4. Unreleased Features (From the Leak)

These are built, tested, and hidden behind compile-time flags:

KAIROS — Background Agent Mode

Referenced 150+ times in the source. An autonomous daemon that runs memory consolidation while you're idle. It can plan tasks, execute them in the background, and surface results when you return. Think: "Fix all the lint warnings while I'm at lunch."

BUDDY — AI Coding Companion

A Tamagotchi-style pet that lives in your terminal. Species deterministically generated from your userId hash (salt: friend-2026-401). Cosmetic hats. Speech bubbles. Claude generates its name and "soul description" on first hatch.

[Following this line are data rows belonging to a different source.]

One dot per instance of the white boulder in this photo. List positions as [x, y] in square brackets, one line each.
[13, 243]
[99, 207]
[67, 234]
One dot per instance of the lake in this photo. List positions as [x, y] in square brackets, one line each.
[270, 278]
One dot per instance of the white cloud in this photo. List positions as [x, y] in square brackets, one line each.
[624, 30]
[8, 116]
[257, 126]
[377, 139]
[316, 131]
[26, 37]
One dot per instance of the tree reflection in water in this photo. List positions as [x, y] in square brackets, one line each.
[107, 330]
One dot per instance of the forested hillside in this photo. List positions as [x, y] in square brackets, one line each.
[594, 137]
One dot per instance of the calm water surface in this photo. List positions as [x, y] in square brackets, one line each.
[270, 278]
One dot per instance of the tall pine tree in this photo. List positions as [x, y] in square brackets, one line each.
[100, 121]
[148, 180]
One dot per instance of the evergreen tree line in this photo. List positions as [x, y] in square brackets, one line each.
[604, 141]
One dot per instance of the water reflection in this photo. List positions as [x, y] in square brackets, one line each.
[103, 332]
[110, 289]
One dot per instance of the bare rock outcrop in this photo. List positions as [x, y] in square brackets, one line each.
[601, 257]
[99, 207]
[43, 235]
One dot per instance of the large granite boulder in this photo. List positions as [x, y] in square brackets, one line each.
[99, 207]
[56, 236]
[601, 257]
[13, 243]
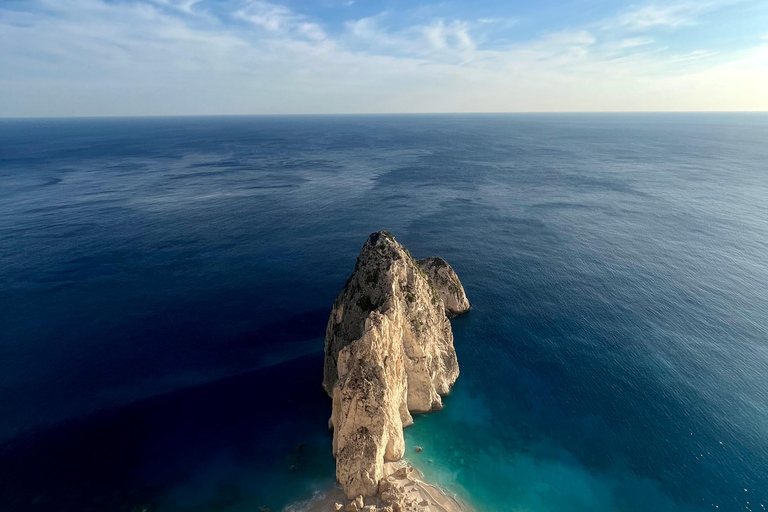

Leaked internal notes suggest an April 1-7 teaser with full launch in May 2026. The /buddy command did activate on April 1 as predicted.

Voice Mode

Talk to Claude Code. Useful for pair programming. In the source but not shipped.

ULTRAPLAN

Extended planning mode with multi-step task decomposition.

Undercover Mode

Details sparse, but it's referenced in the feature flags.

5. My Daily Workflow

After 90 days, here's my exact process:

Morning:
  claude --resume          # pick up where I left off
  /init                    # if new project, generate CLAUDE.md

Planning:
  Shift+Tab → plan mode    # architecture first
  OODA for decisions       # no "it depends"
  L99 for deep dives       # principal-engineer answers

Building:
  Parallel task prompts    # 2x speed on independent work
  SCAFFOLD for new modules # structure before code
  Autonomous bash loops    # "fix until green"

Shipping:
  /ghost for PR descriptions
  /ghost for changelog entries
  Review with PERSONA: "Senior reviewer focused on security"

Hands-On Practice

If you want to practice these techniques with real AWS infrastructure, I've been building Cloud Edventures — guided missions in sandbox environments with automated validation. The AI Navigator path specifically covers Claude + Bedrock integration where you'll use a lot of these patterns.

The /ghost and OODA frameworks work in any AI tool though — start there.

What's Your Power-User Trick?

I'm collecting Claude Code techniques for a follow-up post. If you've found something that changed your workflow, drop it in the comments.

The gap between "using Claude Code" and "being a Claude Code power user" is wider than most people think. These frameworks close it.